The script will create one keyring for each specified location and keys on each keyring.

VPC Service Controls configuration

The vpc_sc variable controls VPC-SC configuration and project auto-discovery via Cloud Asset Inventory. VPC-SC configuration can also leverage YAML factories via the factories_config variable. Both variables mostly pass through to the underlying vpc-sc module, which serves as a reference for their individual types.

The vpc_sc variable has the following attributes:

  • access_levels, egress_policies, ingress_policies define the corresponding objects, internally merged with any data coming from the YAML factories
  • perimeter_default configures the single organization-wide perimeter by referencing access levels and policies by key, setting included projects, and allowing to turn on dry run mode
  • resource_discovery controls automatic discovery of projects via Asset Inventory, and allows defining inclusion and exclusions lists

A few things to note on the default perimeter

  • writer identities for sinks defined in the bootstrap stage are passed through via output files, and automatically included in an ingress policy
  • the perimeter is brought up in enforced mode by default
  • project discovery is turned on by default and includes all projects in the organization

The following example configures the default perimeter, with a single broad geo-based access level. Refer to the vpc-sc module for details on how to configure ingress/egress policies, and how to leverage the YAML factories. The perimeter is set to enforced mode and leverages auto discovery of projects.
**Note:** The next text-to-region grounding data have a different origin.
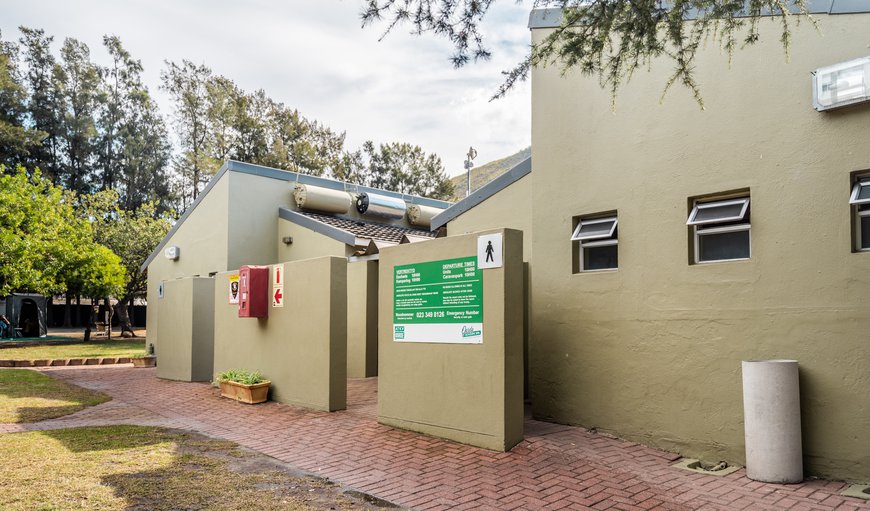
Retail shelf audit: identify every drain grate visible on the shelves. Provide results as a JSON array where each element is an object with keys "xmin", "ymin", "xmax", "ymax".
[
  {"xmin": 841, "ymin": 484, "xmax": 870, "ymax": 500},
  {"xmin": 672, "ymin": 458, "xmax": 741, "ymax": 477}
]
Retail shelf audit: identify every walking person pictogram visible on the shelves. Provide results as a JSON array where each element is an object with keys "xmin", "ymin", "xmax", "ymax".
[{"xmin": 485, "ymin": 241, "xmax": 494, "ymax": 262}]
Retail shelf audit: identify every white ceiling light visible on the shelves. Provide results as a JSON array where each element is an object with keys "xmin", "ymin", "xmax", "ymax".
[{"xmin": 813, "ymin": 56, "xmax": 870, "ymax": 111}]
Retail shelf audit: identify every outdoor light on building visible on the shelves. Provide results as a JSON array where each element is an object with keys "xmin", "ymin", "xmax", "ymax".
[
  {"xmin": 164, "ymin": 245, "xmax": 180, "ymax": 260},
  {"xmin": 813, "ymin": 56, "xmax": 870, "ymax": 111}
]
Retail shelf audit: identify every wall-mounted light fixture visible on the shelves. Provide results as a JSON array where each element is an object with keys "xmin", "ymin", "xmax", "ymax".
[
  {"xmin": 164, "ymin": 245, "xmax": 180, "ymax": 260},
  {"xmin": 282, "ymin": 236, "xmax": 293, "ymax": 245},
  {"xmin": 813, "ymin": 56, "xmax": 870, "ymax": 111}
]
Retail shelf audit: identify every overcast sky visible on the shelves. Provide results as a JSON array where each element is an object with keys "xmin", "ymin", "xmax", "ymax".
[{"xmin": 1, "ymin": 0, "xmax": 533, "ymax": 177}]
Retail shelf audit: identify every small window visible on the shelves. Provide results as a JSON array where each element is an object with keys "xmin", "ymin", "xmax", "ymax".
[
  {"xmin": 687, "ymin": 198, "xmax": 749, "ymax": 225},
  {"xmin": 853, "ymin": 177, "xmax": 870, "ymax": 251},
  {"xmin": 572, "ymin": 215, "xmax": 618, "ymax": 272},
  {"xmin": 688, "ymin": 195, "xmax": 750, "ymax": 264},
  {"xmin": 850, "ymin": 179, "xmax": 870, "ymax": 205}
]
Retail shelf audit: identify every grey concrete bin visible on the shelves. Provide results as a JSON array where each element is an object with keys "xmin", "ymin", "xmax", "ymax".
[{"xmin": 742, "ymin": 359, "xmax": 803, "ymax": 483}]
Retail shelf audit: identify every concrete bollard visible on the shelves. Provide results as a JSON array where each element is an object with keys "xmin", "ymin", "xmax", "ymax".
[{"xmin": 742, "ymin": 359, "xmax": 803, "ymax": 483}]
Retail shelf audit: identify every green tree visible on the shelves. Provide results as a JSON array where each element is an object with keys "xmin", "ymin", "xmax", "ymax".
[
  {"xmin": 0, "ymin": 166, "xmax": 124, "ymax": 298},
  {"xmin": 18, "ymin": 27, "xmax": 64, "ymax": 179},
  {"xmin": 55, "ymin": 37, "xmax": 101, "ymax": 194},
  {"xmin": 356, "ymin": 141, "xmax": 454, "ymax": 200},
  {"xmin": 161, "ymin": 60, "xmax": 217, "ymax": 207},
  {"xmin": 99, "ymin": 36, "xmax": 173, "ymax": 212},
  {"xmin": 362, "ymin": 0, "xmax": 814, "ymax": 105},
  {"xmin": 0, "ymin": 29, "xmax": 45, "ymax": 166},
  {"xmin": 83, "ymin": 189, "xmax": 172, "ymax": 337}
]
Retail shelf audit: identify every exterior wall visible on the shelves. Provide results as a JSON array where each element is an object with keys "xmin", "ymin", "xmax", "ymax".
[
  {"xmin": 446, "ymin": 175, "xmax": 533, "ymax": 395},
  {"xmin": 212, "ymin": 257, "xmax": 347, "ymax": 411},
  {"xmin": 447, "ymin": 175, "xmax": 533, "ymax": 261},
  {"xmin": 377, "ymin": 229, "xmax": 524, "ymax": 451},
  {"xmin": 227, "ymin": 171, "xmax": 290, "ymax": 269},
  {"xmin": 146, "ymin": 176, "xmax": 230, "ymax": 347},
  {"xmin": 347, "ymin": 260, "xmax": 378, "ymax": 378},
  {"xmin": 277, "ymin": 217, "xmax": 347, "ymax": 263},
  {"xmin": 530, "ymin": 15, "xmax": 870, "ymax": 480},
  {"xmin": 155, "ymin": 277, "xmax": 215, "ymax": 382}
]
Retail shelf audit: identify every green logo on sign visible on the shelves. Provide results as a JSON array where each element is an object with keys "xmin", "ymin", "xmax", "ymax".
[
  {"xmin": 461, "ymin": 326, "xmax": 481, "ymax": 338},
  {"xmin": 394, "ymin": 326, "xmax": 405, "ymax": 339}
]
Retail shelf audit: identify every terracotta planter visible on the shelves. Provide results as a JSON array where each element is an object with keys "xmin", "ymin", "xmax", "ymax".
[
  {"xmin": 131, "ymin": 356, "xmax": 156, "ymax": 368},
  {"xmin": 219, "ymin": 380, "xmax": 271, "ymax": 404}
]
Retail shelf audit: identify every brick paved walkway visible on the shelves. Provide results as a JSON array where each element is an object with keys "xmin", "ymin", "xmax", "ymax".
[{"xmin": 3, "ymin": 365, "xmax": 868, "ymax": 511}]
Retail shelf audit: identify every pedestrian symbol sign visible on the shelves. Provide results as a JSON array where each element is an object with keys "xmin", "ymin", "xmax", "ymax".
[{"xmin": 477, "ymin": 233, "xmax": 503, "ymax": 269}]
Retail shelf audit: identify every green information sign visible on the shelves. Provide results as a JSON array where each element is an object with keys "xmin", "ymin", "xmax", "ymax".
[{"xmin": 393, "ymin": 256, "xmax": 483, "ymax": 343}]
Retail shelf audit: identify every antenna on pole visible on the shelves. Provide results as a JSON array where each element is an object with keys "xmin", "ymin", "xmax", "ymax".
[{"xmin": 464, "ymin": 146, "xmax": 477, "ymax": 197}]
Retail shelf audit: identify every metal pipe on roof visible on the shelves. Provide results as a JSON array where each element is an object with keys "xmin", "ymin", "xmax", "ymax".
[
  {"xmin": 406, "ymin": 204, "xmax": 442, "ymax": 228},
  {"xmin": 293, "ymin": 184, "xmax": 352, "ymax": 214},
  {"xmin": 355, "ymin": 192, "xmax": 407, "ymax": 220}
]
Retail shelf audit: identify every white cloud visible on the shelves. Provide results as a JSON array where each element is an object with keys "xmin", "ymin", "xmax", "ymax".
[{"xmin": 1, "ymin": 0, "xmax": 532, "ymax": 176}]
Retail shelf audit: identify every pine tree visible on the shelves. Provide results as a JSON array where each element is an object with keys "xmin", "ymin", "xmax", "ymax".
[
  {"xmin": 55, "ymin": 37, "xmax": 101, "ymax": 194},
  {"xmin": 358, "ymin": 141, "xmax": 454, "ymax": 200},
  {"xmin": 161, "ymin": 60, "xmax": 216, "ymax": 206},
  {"xmin": 99, "ymin": 36, "xmax": 172, "ymax": 212},
  {"xmin": 0, "ymin": 29, "xmax": 45, "ymax": 166},
  {"xmin": 362, "ymin": 0, "xmax": 814, "ymax": 105},
  {"xmin": 18, "ymin": 27, "xmax": 64, "ymax": 179}
]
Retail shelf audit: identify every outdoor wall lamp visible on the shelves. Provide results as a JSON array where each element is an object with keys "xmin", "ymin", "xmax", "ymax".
[
  {"xmin": 164, "ymin": 245, "xmax": 180, "ymax": 260},
  {"xmin": 813, "ymin": 56, "xmax": 870, "ymax": 111}
]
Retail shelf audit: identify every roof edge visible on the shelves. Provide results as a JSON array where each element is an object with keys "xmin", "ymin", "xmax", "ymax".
[
  {"xmin": 226, "ymin": 160, "xmax": 452, "ymax": 209},
  {"xmin": 278, "ymin": 207, "xmax": 357, "ymax": 246},
  {"xmin": 431, "ymin": 157, "xmax": 531, "ymax": 231},
  {"xmin": 528, "ymin": 1, "xmax": 864, "ymax": 29},
  {"xmin": 141, "ymin": 160, "xmax": 454, "ymax": 272},
  {"xmin": 140, "ymin": 162, "xmax": 231, "ymax": 272}
]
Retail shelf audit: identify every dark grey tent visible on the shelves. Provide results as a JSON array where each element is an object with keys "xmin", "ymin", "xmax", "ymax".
[{"xmin": 0, "ymin": 293, "xmax": 48, "ymax": 338}]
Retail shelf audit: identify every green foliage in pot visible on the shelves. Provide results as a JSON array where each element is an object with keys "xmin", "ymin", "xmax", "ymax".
[{"xmin": 216, "ymin": 369, "xmax": 266, "ymax": 386}]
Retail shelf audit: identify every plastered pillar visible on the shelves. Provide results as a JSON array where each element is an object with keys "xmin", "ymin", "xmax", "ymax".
[{"xmin": 742, "ymin": 360, "xmax": 803, "ymax": 483}]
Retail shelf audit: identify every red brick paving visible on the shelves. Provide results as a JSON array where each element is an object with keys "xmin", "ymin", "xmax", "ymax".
[{"xmin": 2, "ymin": 365, "xmax": 868, "ymax": 511}]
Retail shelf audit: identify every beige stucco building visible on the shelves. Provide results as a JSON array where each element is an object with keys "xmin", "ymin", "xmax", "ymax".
[
  {"xmin": 434, "ymin": 4, "xmax": 870, "ymax": 482},
  {"xmin": 144, "ymin": 160, "xmax": 450, "ymax": 379},
  {"xmin": 142, "ymin": 3, "xmax": 870, "ymax": 483},
  {"xmin": 517, "ymin": 6, "xmax": 867, "ymax": 482}
]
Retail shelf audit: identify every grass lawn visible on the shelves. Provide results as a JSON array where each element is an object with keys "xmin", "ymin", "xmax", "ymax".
[
  {"xmin": 0, "ymin": 425, "xmax": 379, "ymax": 510},
  {"xmin": 0, "ymin": 339, "xmax": 146, "ymax": 360},
  {"xmin": 0, "ymin": 369, "xmax": 111, "ymax": 423}
]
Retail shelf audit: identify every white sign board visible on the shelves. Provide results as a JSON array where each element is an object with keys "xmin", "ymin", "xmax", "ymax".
[
  {"xmin": 477, "ymin": 233, "xmax": 503, "ymax": 269},
  {"xmin": 272, "ymin": 264, "xmax": 284, "ymax": 308},
  {"xmin": 272, "ymin": 286, "xmax": 284, "ymax": 307},
  {"xmin": 393, "ymin": 256, "xmax": 482, "ymax": 344},
  {"xmin": 228, "ymin": 274, "xmax": 240, "ymax": 304}
]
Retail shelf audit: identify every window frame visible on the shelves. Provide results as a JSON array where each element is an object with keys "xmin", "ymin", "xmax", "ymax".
[
  {"xmin": 849, "ymin": 179, "xmax": 870, "ymax": 206},
  {"xmin": 687, "ymin": 197, "xmax": 750, "ymax": 226},
  {"xmin": 571, "ymin": 216, "xmax": 618, "ymax": 242},
  {"xmin": 694, "ymin": 223, "xmax": 752, "ymax": 264},
  {"xmin": 857, "ymin": 207, "xmax": 870, "ymax": 252},
  {"xmin": 688, "ymin": 194, "xmax": 751, "ymax": 264},
  {"xmin": 571, "ymin": 214, "xmax": 618, "ymax": 273}
]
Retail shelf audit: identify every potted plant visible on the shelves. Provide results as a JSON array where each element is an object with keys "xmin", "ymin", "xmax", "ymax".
[
  {"xmin": 131, "ymin": 344, "xmax": 157, "ymax": 368},
  {"xmin": 216, "ymin": 369, "xmax": 271, "ymax": 404}
]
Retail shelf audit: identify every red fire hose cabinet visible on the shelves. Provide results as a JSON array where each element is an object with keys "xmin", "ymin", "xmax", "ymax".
[{"xmin": 238, "ymin": 265, "xmax": 269, "ymax": 318}]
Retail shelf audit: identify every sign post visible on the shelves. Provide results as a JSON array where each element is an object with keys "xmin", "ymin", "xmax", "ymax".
[{"xmin": 393, "ymin": 256, "xmax": 483, "ymax": 344}]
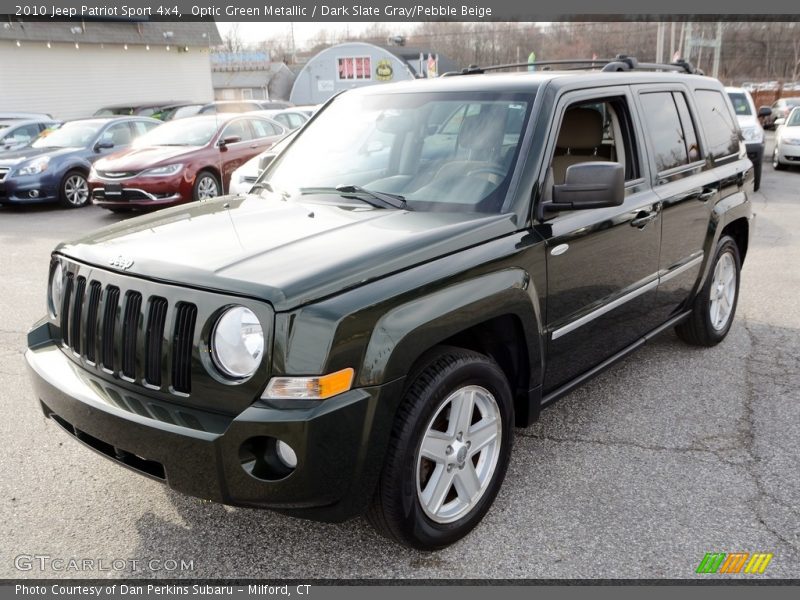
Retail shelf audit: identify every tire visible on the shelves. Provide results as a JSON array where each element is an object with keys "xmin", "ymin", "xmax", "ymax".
[
  {"xmin": 753, "ymin": 159, "xmax": 762, "ymax": 191},
  {"xmin": 59, "ymin": 170, "xmax": 90, "ymax": 208},
  {"xmin": 676, "ymin": 235, "xmax": 741, "ymax": 346},
  {"xmin": 367, "ymin": 347, "xmax": 514, "ymax": 550},
  {"xmin": 192, "ymin": 170, "xmax": 221, "ymax": 201},
  {"xmin": 772, "ymin": 147, "xmax": 786, "ymax": 171}
]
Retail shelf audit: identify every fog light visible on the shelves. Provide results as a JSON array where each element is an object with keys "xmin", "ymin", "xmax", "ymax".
[
  {"xmin": 276, "ymin": 441, "xmax": 297, "ymax": 468},
  {"xmin": 29, "ymin": 190, "xmax": 39, "ymax": 198}
]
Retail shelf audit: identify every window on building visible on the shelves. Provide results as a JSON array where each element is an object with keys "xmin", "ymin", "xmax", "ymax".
[{"xmin": 337, "ymin": 56, "xmax": 372, "ymax": 81}]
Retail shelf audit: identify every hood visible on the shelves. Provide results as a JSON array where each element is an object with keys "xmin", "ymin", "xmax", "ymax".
[
  {"xmin": 56, "ymin": 195, "xmax": 517, "ymax": 311},
  {"xmin": 95, "ymin": 145, "xmax": 204, "ymax": 171},
  {"xmin": 735, "ymin": 114, "xmax": 761, "ymax": 130},
  {"xmin": 0, "ymin": 145, "xmax": 78, "ymax": 166}
]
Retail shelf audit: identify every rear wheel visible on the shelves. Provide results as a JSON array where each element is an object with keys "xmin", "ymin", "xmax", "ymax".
[
  {"xmin": 59, "ymin": 170, "xmax": 90, "ymax": 208},
  {"xmin": 367, "ymin": 348, "xmax": 513, "ymax": 550},
  {"xmin": 676, "ymin": 235, "xmax": 741, "ymax": 346},
  {"xmin": 192, "ymin": 170, "xmax": 221, "ymax": 201}
]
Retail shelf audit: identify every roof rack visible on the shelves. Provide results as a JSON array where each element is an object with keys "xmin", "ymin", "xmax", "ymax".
[{"xmin": 441, "ymin": 55, "xmax": 704, "ymax": 77}]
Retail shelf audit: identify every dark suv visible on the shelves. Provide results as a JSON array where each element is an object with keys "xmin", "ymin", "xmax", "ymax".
[{"xmin": 26, "ymin": 57, "xmax": 753, "ymax": 550}]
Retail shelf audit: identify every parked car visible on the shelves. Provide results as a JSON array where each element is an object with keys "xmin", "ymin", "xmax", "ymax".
[
  {"xmin": 726, "ymin": 87, "xmax": 766, "ymax": 190},
  {"xmin": 0, "ymin": 117, "xmax": 160, "ymax": 207},
  {"xmin": 94, "ymin": 102, "xmax": 191, "ymax": 119},
  {"xmin": 764, "ymin": 97, "xmax": 800, "ymax": 129},
  {"xmin": 90, "ymin": 114, "xmax": 286, "ymax": 210},
  {"xmin": 248, "ymin": 109, "xmax": 309, "ymax": 131},
  {"xmin": 0, "ymin": 118, "xmax": 60, "ymax": 152},
  {"xmin": 155, "ymin": 103, "xmax": 205, "ymax": 121},
  {"xmin": 26, "ymin": 57, "xmax": 753, "ymax": 550},
  {"xmin": 772, "ymin": 106, "xmax": 800, "ymax": 170},
  {"xmin": 198, "ymin": 100, "xmax": 293, "ymax": 115}
]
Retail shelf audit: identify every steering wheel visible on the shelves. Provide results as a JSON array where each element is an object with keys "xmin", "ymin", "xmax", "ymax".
[{"xmin": 467, "ymin": 166, "xmax": 506, "ymax": 179}]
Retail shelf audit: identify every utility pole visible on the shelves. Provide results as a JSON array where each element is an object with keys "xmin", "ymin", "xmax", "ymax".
[{"xmin": 656, "ymin": 22, "xmax": 665, "ymax": 63}]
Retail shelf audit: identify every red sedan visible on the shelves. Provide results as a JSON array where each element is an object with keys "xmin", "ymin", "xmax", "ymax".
[{"xmin": 90, "ymin": 114, "xmax": 286, "ymax": 210}]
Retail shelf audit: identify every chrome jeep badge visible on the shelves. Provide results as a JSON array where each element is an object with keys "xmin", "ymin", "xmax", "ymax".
[{"xmin": 109, "ymin": 256, "xmax": 134, "ymax": 270}]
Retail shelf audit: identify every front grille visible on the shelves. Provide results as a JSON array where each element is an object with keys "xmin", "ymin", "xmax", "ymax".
[
  {"xmin": 53, "ymin": 258, "xmax": 272, "ymax": 413},
  {"xmin": 61, "ymin": 274, "xmax": 198, "ymax": 394},
  {"xmin": 96, "ymin": 170, "xmax": 140, "ymax": 179},
  {"xmin": 172, "ymin": 303, "xmax": 197, "ymax": 394}
]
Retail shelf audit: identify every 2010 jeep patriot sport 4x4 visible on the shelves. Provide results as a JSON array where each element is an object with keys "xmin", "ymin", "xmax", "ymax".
[{"xmin": 26, "ymin": 57, "xmax": 754, "ymax": 550}]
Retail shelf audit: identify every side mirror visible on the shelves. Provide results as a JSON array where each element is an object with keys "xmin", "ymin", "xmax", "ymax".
[
  {"xmin": 218, "ymin": 135, "xmax": 241, "ymax": 149},
  {"xmin": 758, "ymin": 106, "xmax": 772, "ymax": 118},
  {"xmin": 95, "ymin": 141, "xmax": 114, "ymax": 152},
  {"xmin": 774, "ymin": 117, "xmax": 786, "ymax": 127},
  {"xmin": 258, "ymin": 153, "xmax": 277, "ymax": 171},
  {"xmin": 541, "ymin": 162, "xmax": 624, "ymax": 216}
]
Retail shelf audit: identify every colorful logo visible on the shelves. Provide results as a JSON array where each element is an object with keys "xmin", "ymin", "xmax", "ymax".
[
  {"xmin": 375, "ymin": 59, "xmax": 393, "ymax": 81},
  {"xmin": 696, "ymin": 552, "xmax": 773, "ymax": 574}
]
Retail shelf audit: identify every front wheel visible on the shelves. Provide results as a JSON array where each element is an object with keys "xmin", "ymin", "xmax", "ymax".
[
  {"xmin": 192, "ymin": 170, "xmax": 221, "ymax": 201},
  {"xmin": 676, "ymin": 235, "xmax": 741, "ymax": 346},
  {"xmin": 367, "ymin": 348, "xmax": 514, "ymax": 550},
  {"xmin": 59, "ymin": 170, "xmax": 90, "ymax": 208}
]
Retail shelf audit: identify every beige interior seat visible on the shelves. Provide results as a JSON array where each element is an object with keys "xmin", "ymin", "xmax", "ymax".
[{"xmin": 552, "ymin": 108, "xmax": 609, "ymax": 183}]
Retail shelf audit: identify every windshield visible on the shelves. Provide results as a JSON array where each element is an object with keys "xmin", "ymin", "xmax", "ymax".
[
  {"xmin": 728, "ymin": 92, "xmax": 752, "ymax": 116},
  {"xmin": 32, "ymin": 120, "xmax": 103, "ymax": 148},
  {"xmin": 788, "ymin": 108, "xmax": 800, "ymax": 127},
  {"xmin": 263, "ymin": 90, "xmax": 535, "ymax": 213},
  {"xmin": 134, "ymin": 118, "xmax": 217, "ymax": 147}
]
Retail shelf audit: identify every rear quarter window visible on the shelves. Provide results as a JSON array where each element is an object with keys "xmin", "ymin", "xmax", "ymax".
[{"xmin": 694, "ymin": 90, "xmax": 740, "ymax": 160}]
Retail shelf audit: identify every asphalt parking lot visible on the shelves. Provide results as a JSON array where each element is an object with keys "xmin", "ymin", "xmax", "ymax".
[{"xmin": 1, "ymin": 134, "xmax": 798, "ymax": 580}]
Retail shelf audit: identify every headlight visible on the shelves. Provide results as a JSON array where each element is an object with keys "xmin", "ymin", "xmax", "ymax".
[
  {"xmin": 783, "ymin": 137, "xmax": 800, "ymax": 146},
  {"xmin": 16, "ymin": 156, "xmax": 50, "ymax": 176},
  {"xmin": 49, "ymin": 261, "xmax": 64, "ymax": 318},
  {"xmin": 740, "ymin": 126, "xmax": 763, "ymax": 143},
  {"xmin": 211, "ymin": 306, "xmax": 264, "ymax": 379},
  {"xmin": 143, "ymin": 163, "xmax": 183, "ymax": 177}
]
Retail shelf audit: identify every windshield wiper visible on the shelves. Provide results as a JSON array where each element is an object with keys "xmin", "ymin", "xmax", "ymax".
[{"xmin": 334, "ymin": 184, "xmax": 408, "ymax": 210}]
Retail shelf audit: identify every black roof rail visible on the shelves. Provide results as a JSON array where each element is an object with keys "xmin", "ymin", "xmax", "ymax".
[{"xmin": 441, "ymin": 55, "xmax": 704, "ymax": 77}]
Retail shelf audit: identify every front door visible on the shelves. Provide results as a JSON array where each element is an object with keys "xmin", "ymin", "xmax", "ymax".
[{"xmin": 538, "ymin": 90, "xmax": 663, "ymax": 393}]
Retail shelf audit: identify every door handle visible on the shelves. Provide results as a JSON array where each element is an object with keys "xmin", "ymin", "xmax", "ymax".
[
  {"xmin": 631, "ymin": 210, "xmax": 658, "ymax": 228},
  {"xmin": 249, "ymin": 144, "xmax": 259, "ymax": 149},
  {"xmin": 698, "ymin": 188, "xmax": 716, "ymax": 202}
]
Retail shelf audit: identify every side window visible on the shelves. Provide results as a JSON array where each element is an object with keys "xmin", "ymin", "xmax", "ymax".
[
  {"xmin": 101, "ymin": 122, "xmax": 134, "ymax": 147},
  {"xmin": 11, "ymin": 123, "xmax": 40, "ymax": 144},
  {"xmin": 222, "ymin": 120, "xmax": 253, "ymax": 142},
  {"xmin": 639, "ymin": 92, "xmax": 691, "ymax": 172},
  {"xmin": 250, "ymin": 119, "xmax": 281, "ymax": 138},
  {"xmin": 288, "ymin": 114, "xmax": 306, "ymax": 128},
  {"xmin": 274, "ymin": 114, "xmax": 291, "ymax": 129},
  {"xmin": 132, "ymin": 121, "xmax": 159, "ymax": 136},
  {"xmin": 550, "ymin": 96, "xmax": 639, "ymax": 184},
  {"xmin": 694, "ymin": 90, "xmax": 740, "ymax": 160}
]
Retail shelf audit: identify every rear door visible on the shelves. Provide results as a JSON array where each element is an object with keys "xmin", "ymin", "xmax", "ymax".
[
  {"xmin": 541, "ymin": 88, "xmax": 663, "ymax": 392},
  {"xmin": 634, "ymin": 86, "xmax": 737, "ymax": 319},
  {"xmin": 218, "ymin": 119, "xmax": 257, "ymax": 190}
]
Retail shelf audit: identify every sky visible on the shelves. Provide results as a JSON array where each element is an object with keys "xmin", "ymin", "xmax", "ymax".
[{"xmin": 216, "ymin": 22, "xmax": 415, "ymax": 50}]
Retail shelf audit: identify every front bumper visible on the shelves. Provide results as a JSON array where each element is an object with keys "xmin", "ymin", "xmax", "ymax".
[
  {"xmin": 91, "ymin": 173, "xmax": 187, "ymax": 209},
  {"xmin": 0, "ymin": 171, "xmax": 59, "ymax": 204},
  {"xmin": 26, "ymin": 341, "xmax": 404, "ymax": 522},
  {"xmin": 775, "ymin": 141, "xmax": 800, "ymax": 164}
]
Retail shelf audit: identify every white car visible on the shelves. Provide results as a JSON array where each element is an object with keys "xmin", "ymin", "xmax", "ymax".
[
  {"xmin": 773, "ymin": 106, "xmax": 800, "ymax": 170},
  {"xmin": 726, "ymin": 87, "xmax": 766, "ymax": 190},
  {"xmin": 229, "ymin": 131, "xmax": 297, "ymax": 195}
]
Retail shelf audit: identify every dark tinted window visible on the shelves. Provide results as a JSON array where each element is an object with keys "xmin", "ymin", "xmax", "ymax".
[
  {"xmin": 694, "ymin": 90, "xmax": 739, "ymax": 160},
  {"xmin": 727, "ymin": 92, "xmax": 752, "ymax": 115},
  {"xmin": 640, "ymin": 92, "xmax": 689, "ymax": 172}
]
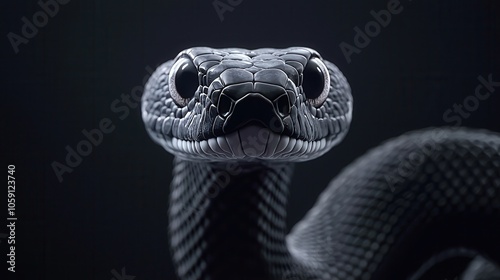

The following YAML file leverages factories to configure the broad geo-based access level (the factory path can be changed via the factories_config variable):

# data/vpc-sc/access-levels/geo-default.yaml
conditions:
  - regions:
      - IT
      - ES
# terraform.tfvars

vpc_sc = {
  perimeter_default = {
    access_levels = ["geo-default"]
    # dry run is disabled by default
    dry_run = true
    # resource discovery is enabled by default
  }
}

Notes

Some references that might be useful in setting up this stage:

Files

name description modules resources
core-dev.tf None kms · project
core-prod.tf None kms · project
main.tf Module-level locals and resources. folder
outputs.tf Module outputs. google_storage_bucket_object · local_file
variables.tf Module variables.
vpc-sc.tf None projects-data-source · vpc-sc

Variables

name description type required default producer
automation Automation resources created by the bootstrap stage. object({…}) 0-bootstrap
billing_account Billing account id. If billing account is not part of the same org set is_org_level to false. object({…}) 0-bootstrap
folder_ids Folder name => id mappings, the 'security' folder name must exist. object({…}) 1-resman
organization Organization details. object({…}) 0-bootstrap
prefix Prefix used for resources that need unique names. Use 9 characters or less. string 0-bootstrap
service_accounts Automation service accounts that can assign the encrypt/decrypt roles on keys. object({…}) 1-resman
essential_contacts Email used for essential contacts, unset if null. string null
factories_config Paths to folders that enable factory functionality. object({…}) {}
kms_keys KMS keys to create, keyed by name. map(object({…})) {}
logging Log writer identities for organization / folders. object({…}) null 0-bootstrap
outputs_location Path where providers, tfvars files, and lists for the following stages are written. Leave empty to disable. string null
vpc_sc VPC SC configuration. object({…}) {}

Outputs

name description sensitive consumers
kms_keys KMS key ids.
tfvars Terraform variable files for the following stages.
vpc_sc_perimeter_default Raw default perimeter resource.